Lancée ce vendredi par l’Hôtel de ville de Kinshasa, l’opération de relogement des habitants de Pakadjuma suscite à la fois espoir et inquiétude parmi les sinistrés. Sur place, un résident revient sur les circonstances de la démolition et du transfert vers de nouveaux sites, y voyant une avancée dans la reconnaissance de leurs droits fonciers.
« Ici, à Pakadjuma, personne ne détenait de documents parcellaires. Mais là où le gouvernement provincial nous installe, il nous sera remis des fiches attestant que ces terres nous appartiennent désormais », confie-t-il, visiblement soulagé.
Selon lui, l’État provincial aurait préalablement négocié avec les chefs coutumiers de Badara, dans la commune de Nsele, afin de sécuriser les terrains destinés aux familles déplacées. Une partie des ménages sera relogée à Badara, tandis que d’autres seront orientés vers différents sites de la Nsele.

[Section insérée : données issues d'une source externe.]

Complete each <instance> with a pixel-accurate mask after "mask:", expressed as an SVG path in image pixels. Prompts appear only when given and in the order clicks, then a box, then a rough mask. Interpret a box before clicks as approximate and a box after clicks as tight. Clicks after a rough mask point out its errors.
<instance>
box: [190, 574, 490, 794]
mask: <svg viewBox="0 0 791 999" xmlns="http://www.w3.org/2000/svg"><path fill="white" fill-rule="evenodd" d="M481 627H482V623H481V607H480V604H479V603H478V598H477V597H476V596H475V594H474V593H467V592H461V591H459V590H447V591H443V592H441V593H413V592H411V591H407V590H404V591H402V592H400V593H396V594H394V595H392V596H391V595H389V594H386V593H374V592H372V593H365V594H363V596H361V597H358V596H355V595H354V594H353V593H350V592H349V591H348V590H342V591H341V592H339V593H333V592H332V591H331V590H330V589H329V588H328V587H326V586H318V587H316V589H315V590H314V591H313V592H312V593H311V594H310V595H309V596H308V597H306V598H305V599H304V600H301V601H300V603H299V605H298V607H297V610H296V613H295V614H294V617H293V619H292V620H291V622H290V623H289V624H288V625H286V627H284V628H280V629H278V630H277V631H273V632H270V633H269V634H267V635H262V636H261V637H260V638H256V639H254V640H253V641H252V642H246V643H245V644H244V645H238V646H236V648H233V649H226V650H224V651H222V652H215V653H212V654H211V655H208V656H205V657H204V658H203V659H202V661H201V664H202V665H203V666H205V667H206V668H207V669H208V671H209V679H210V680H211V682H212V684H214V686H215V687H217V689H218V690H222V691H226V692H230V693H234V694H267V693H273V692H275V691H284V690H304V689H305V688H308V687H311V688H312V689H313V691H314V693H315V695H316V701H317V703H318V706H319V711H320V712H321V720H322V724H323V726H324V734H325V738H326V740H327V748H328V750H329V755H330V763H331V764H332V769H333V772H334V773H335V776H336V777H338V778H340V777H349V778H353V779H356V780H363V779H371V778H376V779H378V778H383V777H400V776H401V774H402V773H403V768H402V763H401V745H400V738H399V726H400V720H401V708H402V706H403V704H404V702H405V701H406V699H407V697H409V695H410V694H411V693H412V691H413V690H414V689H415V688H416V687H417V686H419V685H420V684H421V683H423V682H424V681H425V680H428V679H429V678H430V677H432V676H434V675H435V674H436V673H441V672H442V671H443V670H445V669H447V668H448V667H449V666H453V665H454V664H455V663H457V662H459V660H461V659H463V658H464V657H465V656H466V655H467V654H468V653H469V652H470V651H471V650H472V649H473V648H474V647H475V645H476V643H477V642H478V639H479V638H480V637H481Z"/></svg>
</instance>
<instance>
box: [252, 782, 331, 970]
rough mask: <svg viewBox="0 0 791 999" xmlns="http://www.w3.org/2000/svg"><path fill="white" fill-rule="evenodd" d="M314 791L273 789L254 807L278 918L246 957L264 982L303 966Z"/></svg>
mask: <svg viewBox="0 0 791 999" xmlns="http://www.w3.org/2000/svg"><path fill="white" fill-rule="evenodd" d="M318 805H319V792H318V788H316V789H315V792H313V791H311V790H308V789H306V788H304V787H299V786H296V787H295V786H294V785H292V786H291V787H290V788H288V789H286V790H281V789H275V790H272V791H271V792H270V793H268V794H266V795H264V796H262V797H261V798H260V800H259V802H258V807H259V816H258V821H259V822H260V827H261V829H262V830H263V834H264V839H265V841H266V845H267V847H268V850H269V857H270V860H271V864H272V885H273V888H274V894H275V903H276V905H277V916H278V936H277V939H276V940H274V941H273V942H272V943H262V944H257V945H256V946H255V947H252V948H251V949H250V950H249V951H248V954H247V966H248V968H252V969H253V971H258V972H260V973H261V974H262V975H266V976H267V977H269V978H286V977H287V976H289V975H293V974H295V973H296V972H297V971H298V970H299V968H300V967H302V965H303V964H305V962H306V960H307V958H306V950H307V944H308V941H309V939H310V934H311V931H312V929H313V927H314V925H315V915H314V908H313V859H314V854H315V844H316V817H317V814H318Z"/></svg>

L’opération a débuté tôt dans la matinée. « Ma femme est partie avec nos biens dans le premier convoi. Nous attendons le retour des véhicules pour évacuer le reste du groupe », précise le sinistré. Sur les nouveaux sites, les bénéficiaires sont d’abord enregistrés avant de recevoir les documents confirmant leur droit d’occupation.
L’homme admet qu’à Pakadjuma, les habitants occupaient des concessions appartenant à l’État. « Moi-même, j’y avais construit six hangars que je mettais en location. J’avais obtenu l’autorisation d’occuper l’espace auprès d’agents de l’ONATRA, moyennant paiement », explique-t-il, en référence à l’ancienne Office National des Transports.
Cependant, des zones d’ombre subsistent. Le sinistré craint notamment la présence d’éventuels infiltrés cherchant à obtenir frauduleusement des parcelles et regrette le manque de clarté dans la communication autour de la démolition.
« Nous avions été avertis que les maisons situées à 15 mètres de la voie ferrée seraient démolies. Des jetons nous avaient été remis à cet effet, et une rétribution avait été promise avant l’opération. Mais le jour venu, aucun jeton n’a été exigé et la démolition a dépassé les 15 mètres annoncés », déplore-t-il.
Malgré ces frustrations, de nombreux habitants voient dans ce relogement une opportunité d’accéder enfin à une sécurité foncière formelle. La priorité reste désormais de garantir la transparence du processus et d’apaiser les inquiétudes pour que cette transition se déroule sans heurts.